ATLANTA - Georgia officials are working to make arrangements to ensure state employees whose salaries and benefits are paid with federal funds don't lose access to health insurance during the shutdown of the federal government, Gov. Nathan Deal said Wednesday.
It's one example of efforts the state is taking to deal with effects of the shutdown, which began Tuesday. Deal cautioned, however, that covering health insurance for those employees is not something the state could do indefinitely. Deal said he believes Georgia should be able to weather the shutdown without disruption as long as it's resolved by the end of the month.
"Overall, we are in fairly good shape," Deal told reporters after a ceremony for the Governor's Awards for the Arts & Humanities. "Most of our programs are funded with state money."
Deal reiterated entitlement programs funded by the federal government, including Social Security, would continue. It was not immediately clear how many state employees' salaries and benefits are paid for with federal funds.
In terms of the state's new federally run health insurance exchange, Deal said he was not surprised people reported trouble logging onto the electronic system during Tuesday's debut and was hopeful the exchanges "will become more functional."

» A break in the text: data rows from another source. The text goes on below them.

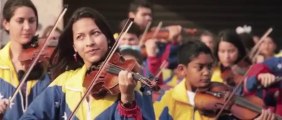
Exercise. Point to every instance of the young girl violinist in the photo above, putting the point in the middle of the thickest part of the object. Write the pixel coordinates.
(229, 51)
(85, 43)
(20, 22)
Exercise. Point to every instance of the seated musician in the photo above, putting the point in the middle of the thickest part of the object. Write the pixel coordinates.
(195, 65)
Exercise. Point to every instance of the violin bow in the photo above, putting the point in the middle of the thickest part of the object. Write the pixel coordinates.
(255, 50)
(241, 81)
(38, 55)
(157, 29)
(1, 28)
(145, 32)
(163, 66)
(102, 68)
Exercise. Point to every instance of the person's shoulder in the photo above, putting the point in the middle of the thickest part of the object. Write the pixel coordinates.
(64, 77)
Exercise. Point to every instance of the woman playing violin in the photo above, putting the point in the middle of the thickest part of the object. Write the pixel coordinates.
(21, 22)
(264, 80)
(84, 44)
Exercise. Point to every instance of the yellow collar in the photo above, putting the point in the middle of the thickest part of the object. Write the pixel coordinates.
(179, 93)
(5, 57)
(75, 83)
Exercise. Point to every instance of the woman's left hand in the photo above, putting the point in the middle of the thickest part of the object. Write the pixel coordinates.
(126, 86)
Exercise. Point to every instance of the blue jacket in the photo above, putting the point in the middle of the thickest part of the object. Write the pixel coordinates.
(8, 83)
(61, 97)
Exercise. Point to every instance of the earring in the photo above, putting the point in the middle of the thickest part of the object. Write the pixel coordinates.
(75, 56)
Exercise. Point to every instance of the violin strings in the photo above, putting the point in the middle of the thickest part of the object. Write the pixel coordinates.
(243, 102)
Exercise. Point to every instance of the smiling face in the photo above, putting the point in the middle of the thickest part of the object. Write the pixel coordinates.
(22, 25)
(198, 71)
(89, 41)
(142, 16)
(227, 53)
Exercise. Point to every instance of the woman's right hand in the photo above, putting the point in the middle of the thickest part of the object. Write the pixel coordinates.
(266, 79)
(266, 115)
(4, 104)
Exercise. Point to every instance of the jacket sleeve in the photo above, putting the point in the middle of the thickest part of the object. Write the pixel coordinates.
(162, 107)
(45, 106)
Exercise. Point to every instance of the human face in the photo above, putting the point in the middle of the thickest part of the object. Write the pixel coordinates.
(142, 17)
(197, 72)
(129, 39)
(227, 53)
(90, 43)
(22, 25)
(208, 40)
(267, 47)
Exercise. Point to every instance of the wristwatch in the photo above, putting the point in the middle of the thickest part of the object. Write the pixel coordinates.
(128, 104)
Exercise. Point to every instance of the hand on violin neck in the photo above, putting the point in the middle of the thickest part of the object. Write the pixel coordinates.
(174, 31)
(266, 79)
(151, 47)
(126, 86)
(266, 115)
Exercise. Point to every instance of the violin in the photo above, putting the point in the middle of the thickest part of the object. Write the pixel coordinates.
(107, 83)
(234, 74)
(30, 51)
(163, 34)
(210, 100)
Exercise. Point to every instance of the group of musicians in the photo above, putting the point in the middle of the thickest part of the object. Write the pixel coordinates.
(141, 72)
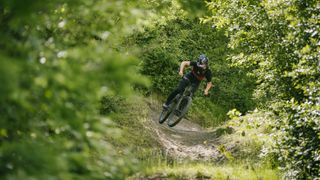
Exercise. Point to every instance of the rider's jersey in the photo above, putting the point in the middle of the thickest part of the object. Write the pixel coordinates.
(197, 73)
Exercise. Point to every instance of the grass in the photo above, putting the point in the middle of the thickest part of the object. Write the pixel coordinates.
(248, 133)
(240, 170)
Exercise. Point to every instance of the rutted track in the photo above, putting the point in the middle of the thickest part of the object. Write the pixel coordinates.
(186, 140)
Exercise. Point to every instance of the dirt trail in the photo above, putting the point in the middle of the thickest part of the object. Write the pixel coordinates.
(186, 140)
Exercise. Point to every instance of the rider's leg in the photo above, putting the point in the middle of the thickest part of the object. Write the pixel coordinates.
(182, 85)
(194, 86)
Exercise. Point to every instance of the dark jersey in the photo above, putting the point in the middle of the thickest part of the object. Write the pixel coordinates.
(199, 73)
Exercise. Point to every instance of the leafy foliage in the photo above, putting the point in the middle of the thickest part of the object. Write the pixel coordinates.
(165, 46)
(56, 61)
(278, 43)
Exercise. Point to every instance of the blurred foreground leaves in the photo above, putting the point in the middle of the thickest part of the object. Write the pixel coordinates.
(57, 59)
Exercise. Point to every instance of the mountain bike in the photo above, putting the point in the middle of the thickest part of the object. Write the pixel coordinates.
(178, 108)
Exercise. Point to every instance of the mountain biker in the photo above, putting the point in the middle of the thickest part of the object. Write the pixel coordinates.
(200, 70)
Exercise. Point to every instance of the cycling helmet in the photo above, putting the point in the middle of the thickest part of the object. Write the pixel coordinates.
(203, 60)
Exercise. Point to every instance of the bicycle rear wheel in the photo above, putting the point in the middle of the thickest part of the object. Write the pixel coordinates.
(164, 115)
(177, 115)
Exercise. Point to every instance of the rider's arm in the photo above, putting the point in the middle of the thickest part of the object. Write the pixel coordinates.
(182, 66)
(209, 83)
(208, 87)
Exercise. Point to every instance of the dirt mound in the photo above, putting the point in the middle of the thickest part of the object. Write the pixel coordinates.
(186, 140)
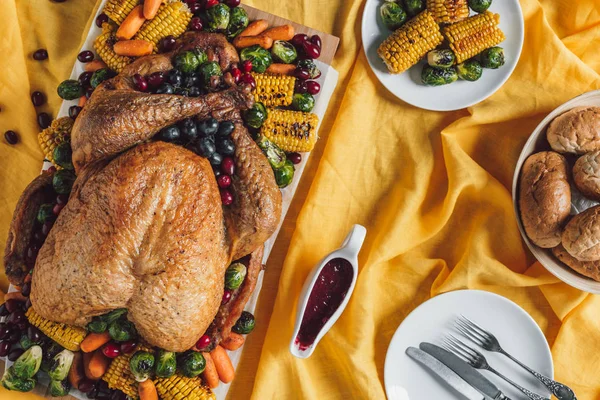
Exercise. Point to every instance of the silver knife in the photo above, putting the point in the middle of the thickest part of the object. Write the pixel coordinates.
(445, 373)
(465, 371)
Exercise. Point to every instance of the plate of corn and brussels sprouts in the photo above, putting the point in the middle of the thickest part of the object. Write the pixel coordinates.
(442, 55)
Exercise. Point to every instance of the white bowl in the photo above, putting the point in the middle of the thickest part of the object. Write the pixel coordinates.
(349, 251)
(537, 142)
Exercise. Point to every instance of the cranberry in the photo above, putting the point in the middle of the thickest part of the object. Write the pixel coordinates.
(38, 98)
(295, 158)
(11, 137)
(203, 342)
(85, 56)
(140, 83)
(40, 54)
(100, 19)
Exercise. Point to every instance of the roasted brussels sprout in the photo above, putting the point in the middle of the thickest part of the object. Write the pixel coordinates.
(413, 7)
(441, 58)
(285, 174)
(166, 363)
(256, 115)
(392, 15)
(469, 70)
(59, 388)
(245, 324)
(141, 364)
(218, 17)
(192, 363)
(28, 364)
(238, 21)
(61, 365)
(274, 154)
(479, 6)
(303, 102)
(284, 51)
(70, 90)
(432, 76)
(261, 58)
(63, 181)
(62, 155)
(492, 58)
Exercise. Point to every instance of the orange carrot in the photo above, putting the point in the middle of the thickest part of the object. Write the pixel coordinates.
(233, 342)
(133, 48)
(146, 389)
(210, 374)
(94, 341)
(283, 32)
(151, 8)
(241, 42)
(132, 23)
(97, 365)
(223, 364)
(255, 28)
(281, 69)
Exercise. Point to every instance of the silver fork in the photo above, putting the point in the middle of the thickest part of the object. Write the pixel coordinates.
(477, 360)
(489, 342)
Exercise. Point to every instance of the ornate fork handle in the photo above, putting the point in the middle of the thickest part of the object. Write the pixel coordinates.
(562, 392)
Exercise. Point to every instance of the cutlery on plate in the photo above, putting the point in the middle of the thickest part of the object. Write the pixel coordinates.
(489, 342)
(465, 371)
(477, 360)
(445, 373)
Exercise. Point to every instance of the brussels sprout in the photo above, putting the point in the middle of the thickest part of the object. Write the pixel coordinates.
(234, 276)
(62, 155)
(479, 6)
(141, 364)
(441, 58)
(70, 90)
(218, 17)
(284, 51)
(59, 388)
(256, 115)
(192, 363)
(261, 58)
(45, 213)
(470, 70)
(100, 76)
(61, 365)
(492, 58)
(186, 62)
(432, 76)
(303, 102)
(63, 181)
(413, 7)
(392, 15)
(274, 154)
(238, 21)
(28, 364)
(285, 174)
(208, 70)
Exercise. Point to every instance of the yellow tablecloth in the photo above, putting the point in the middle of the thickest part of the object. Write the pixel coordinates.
(433, 190)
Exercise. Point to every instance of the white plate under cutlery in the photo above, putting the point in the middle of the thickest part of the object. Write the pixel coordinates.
(516, 331)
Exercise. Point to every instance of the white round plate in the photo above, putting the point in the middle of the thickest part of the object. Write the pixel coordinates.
(516, 331)
(408, 87)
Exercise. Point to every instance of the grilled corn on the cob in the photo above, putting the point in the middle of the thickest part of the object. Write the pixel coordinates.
(411, 42)
(171, 19)
(54, 135)
(473, 35)
(67, 336)
(274, 90)
(104, 47)
(291, 130)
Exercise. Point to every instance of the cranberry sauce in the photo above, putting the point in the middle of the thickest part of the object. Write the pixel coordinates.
(325, 298)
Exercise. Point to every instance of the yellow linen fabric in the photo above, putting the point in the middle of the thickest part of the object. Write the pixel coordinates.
(433, 190)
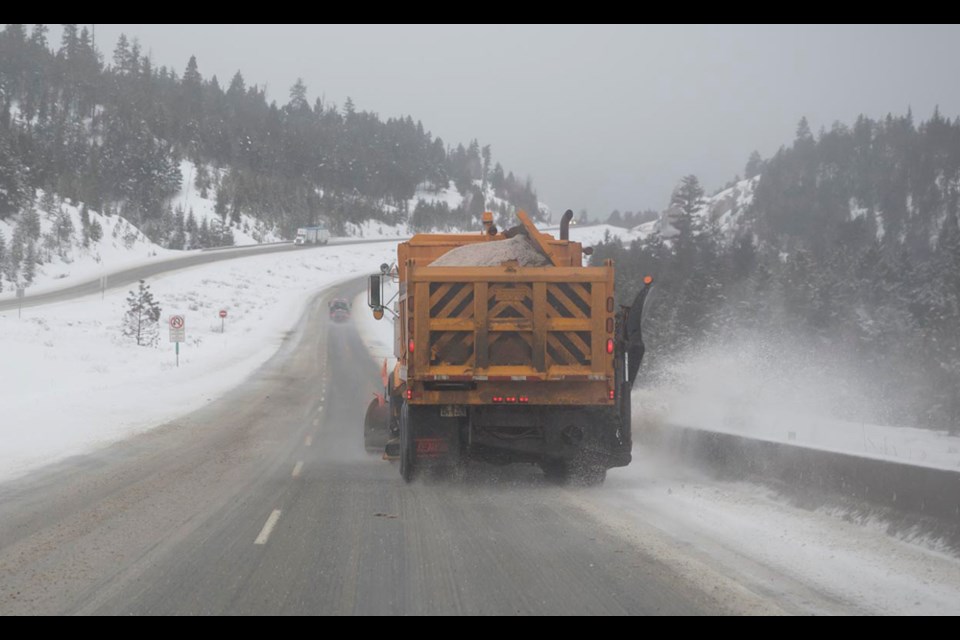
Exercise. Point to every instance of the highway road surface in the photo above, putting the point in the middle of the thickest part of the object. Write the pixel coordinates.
(126, 277)
(264, 502)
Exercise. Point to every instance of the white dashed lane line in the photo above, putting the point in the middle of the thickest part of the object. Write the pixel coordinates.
(268, 527)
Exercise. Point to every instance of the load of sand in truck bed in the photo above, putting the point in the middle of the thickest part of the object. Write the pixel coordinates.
(494, 253)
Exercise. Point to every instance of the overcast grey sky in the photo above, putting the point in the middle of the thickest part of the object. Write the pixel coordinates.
(600, 117)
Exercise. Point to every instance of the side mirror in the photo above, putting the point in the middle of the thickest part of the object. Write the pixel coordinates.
(375, 293)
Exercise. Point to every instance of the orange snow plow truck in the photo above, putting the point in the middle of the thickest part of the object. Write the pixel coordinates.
(508, 350)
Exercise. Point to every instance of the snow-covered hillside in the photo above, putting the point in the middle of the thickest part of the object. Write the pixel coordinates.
(72, 381)
(190, 198)
(68, 250)
(724, 209)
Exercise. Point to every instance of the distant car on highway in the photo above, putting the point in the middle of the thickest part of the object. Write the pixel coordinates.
(339, 310)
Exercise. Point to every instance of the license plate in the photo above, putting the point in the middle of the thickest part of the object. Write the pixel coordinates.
(453, 411)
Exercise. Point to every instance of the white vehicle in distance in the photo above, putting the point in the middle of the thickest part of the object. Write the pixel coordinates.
(312, 235)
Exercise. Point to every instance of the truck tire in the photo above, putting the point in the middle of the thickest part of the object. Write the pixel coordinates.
(408, 467)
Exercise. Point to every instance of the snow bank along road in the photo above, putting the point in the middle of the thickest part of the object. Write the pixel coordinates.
(264, 502)
(191, 259)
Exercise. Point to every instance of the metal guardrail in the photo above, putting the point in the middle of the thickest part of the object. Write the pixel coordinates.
(903, 487)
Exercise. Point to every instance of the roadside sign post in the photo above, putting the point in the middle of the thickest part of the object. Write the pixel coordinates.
(178, 333)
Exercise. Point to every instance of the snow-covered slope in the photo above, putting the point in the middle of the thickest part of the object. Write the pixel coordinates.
(724, 209)
(249, 231)
(72, 382)
(121, 245)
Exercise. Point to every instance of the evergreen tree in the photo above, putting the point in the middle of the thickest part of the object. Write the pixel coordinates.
(29, 269)
(142, 318)
(13, 188)
(3, 258)
(85, 225)
(754, 165)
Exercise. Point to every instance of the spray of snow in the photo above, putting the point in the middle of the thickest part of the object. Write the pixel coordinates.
(771, 388)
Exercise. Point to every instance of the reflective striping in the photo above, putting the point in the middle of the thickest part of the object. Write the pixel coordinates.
(268, 527)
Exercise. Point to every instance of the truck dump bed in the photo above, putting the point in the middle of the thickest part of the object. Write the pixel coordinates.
(512, 323)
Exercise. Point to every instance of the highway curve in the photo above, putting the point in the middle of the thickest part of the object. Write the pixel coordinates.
(264, 502)
(126, 277)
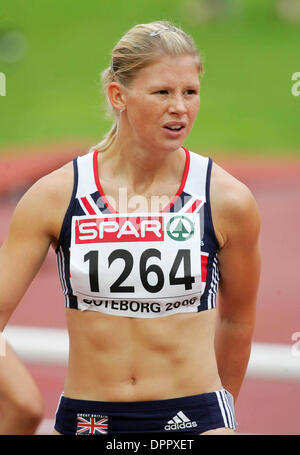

"We are all watching and waiting with expectations that certainly something will get better," Deal said. "This is not something that should be unexpected. They knew this was coming, they knew it was coming for a long time. But it's obviously not as simple to put these things in place as people thought it would be."
Across the country, a combination of high demand and technical glitches overwhelmed online systems early Tuesday, which was the first day the public could purchase insurance coverage on the system. The open enrollment period lasts six months and the new coverage will not take effect until Jan. 1.
Deal said he was concerned about reports of discrepancies in premiums across the state under the health insurance exchange. He said the state insurance commissioner would be looking into the issue, and acknowledges part of the problem could be the availability of medical personnel in certain areas who are willing to participate in the health insurance exchange.